The White House had previously been coy about exactly how much Obama and his national security team were able to see during the raid.
Asked during a press briefing on Monday if they could hear shots fired, Obama's counterterrorism adviser, John Brennan, only said, "We were able to monitor the situation in real-time."
Referencing the fact that U.S. forces were not certain that bin Laden was at the compound when they arrived, Brennan called Obama's decision to raid the compound one of the "gutsiest" by a president in recent memory.
"Once those teams went into the compound, I can tell you that there was a time period about of almost 20 or 25 minutes that we really didn't know just exactly what was going on," Panetta said Tuesday. "There were some very tense moments as we were waiting for information."

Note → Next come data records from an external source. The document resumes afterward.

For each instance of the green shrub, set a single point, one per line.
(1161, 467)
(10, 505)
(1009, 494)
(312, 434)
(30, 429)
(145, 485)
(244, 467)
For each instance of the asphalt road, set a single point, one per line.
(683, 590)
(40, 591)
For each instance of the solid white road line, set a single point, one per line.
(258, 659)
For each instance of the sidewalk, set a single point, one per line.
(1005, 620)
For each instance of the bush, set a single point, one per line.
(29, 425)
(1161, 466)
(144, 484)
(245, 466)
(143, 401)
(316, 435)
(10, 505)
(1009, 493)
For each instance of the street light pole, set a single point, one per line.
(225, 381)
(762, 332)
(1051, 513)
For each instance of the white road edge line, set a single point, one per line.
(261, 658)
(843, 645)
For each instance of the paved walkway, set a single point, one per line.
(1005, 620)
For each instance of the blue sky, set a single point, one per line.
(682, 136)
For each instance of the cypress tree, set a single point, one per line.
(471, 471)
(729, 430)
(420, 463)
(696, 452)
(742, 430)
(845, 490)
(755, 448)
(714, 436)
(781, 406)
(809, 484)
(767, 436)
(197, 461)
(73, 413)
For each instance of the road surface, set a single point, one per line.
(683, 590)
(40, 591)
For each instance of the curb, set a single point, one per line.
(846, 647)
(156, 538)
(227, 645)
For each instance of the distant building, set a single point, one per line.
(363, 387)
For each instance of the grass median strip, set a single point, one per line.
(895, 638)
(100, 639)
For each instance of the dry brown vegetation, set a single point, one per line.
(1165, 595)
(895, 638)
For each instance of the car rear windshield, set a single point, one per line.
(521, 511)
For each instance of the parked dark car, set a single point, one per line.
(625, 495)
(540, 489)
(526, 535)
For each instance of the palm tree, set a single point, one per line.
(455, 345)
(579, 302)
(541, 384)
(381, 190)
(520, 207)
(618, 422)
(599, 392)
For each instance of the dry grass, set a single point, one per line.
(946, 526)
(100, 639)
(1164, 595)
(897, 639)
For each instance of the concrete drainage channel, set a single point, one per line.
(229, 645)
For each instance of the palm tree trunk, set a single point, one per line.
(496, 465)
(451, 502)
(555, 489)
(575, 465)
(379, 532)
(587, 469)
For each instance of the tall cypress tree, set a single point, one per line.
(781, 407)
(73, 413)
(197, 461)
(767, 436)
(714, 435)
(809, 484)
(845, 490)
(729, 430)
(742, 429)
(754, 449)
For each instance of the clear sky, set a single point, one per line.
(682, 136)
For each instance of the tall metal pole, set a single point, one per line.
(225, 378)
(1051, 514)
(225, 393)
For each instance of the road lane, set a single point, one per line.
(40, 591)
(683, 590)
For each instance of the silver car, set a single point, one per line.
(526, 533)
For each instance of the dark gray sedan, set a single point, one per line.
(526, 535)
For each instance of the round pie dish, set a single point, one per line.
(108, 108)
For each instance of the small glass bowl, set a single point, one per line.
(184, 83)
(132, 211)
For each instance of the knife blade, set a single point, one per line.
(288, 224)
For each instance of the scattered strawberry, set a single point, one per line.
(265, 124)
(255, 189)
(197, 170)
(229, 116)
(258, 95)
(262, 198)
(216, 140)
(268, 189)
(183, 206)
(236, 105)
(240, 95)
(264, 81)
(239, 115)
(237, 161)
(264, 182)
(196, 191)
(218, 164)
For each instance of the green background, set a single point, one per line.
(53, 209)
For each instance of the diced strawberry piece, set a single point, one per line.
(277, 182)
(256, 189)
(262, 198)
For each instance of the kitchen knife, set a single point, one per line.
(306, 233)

The White House is also debating whether or not to release photos of bin Laden's body or video of the attack or burial to prove to any skeptics, especially in the Muslim world, that bin Laden is dead.
Panetta said that Obama knew that bin Laden had been killed once Joint Special Operations Command chief Vice Adm. William McRaven, who oversaw the raid, gave the signal "Geronimo."
"But finally Adm. McRaven came back and said that he had picked up the word 'Geronimo,' which was the code word that represented they got bin Laden," he said.
Panetta said that the Navy SEALs carried out the attack so fast that, "To be frank, I don't think [bin Laden] had a lot of time to say anything" to U.S. forces.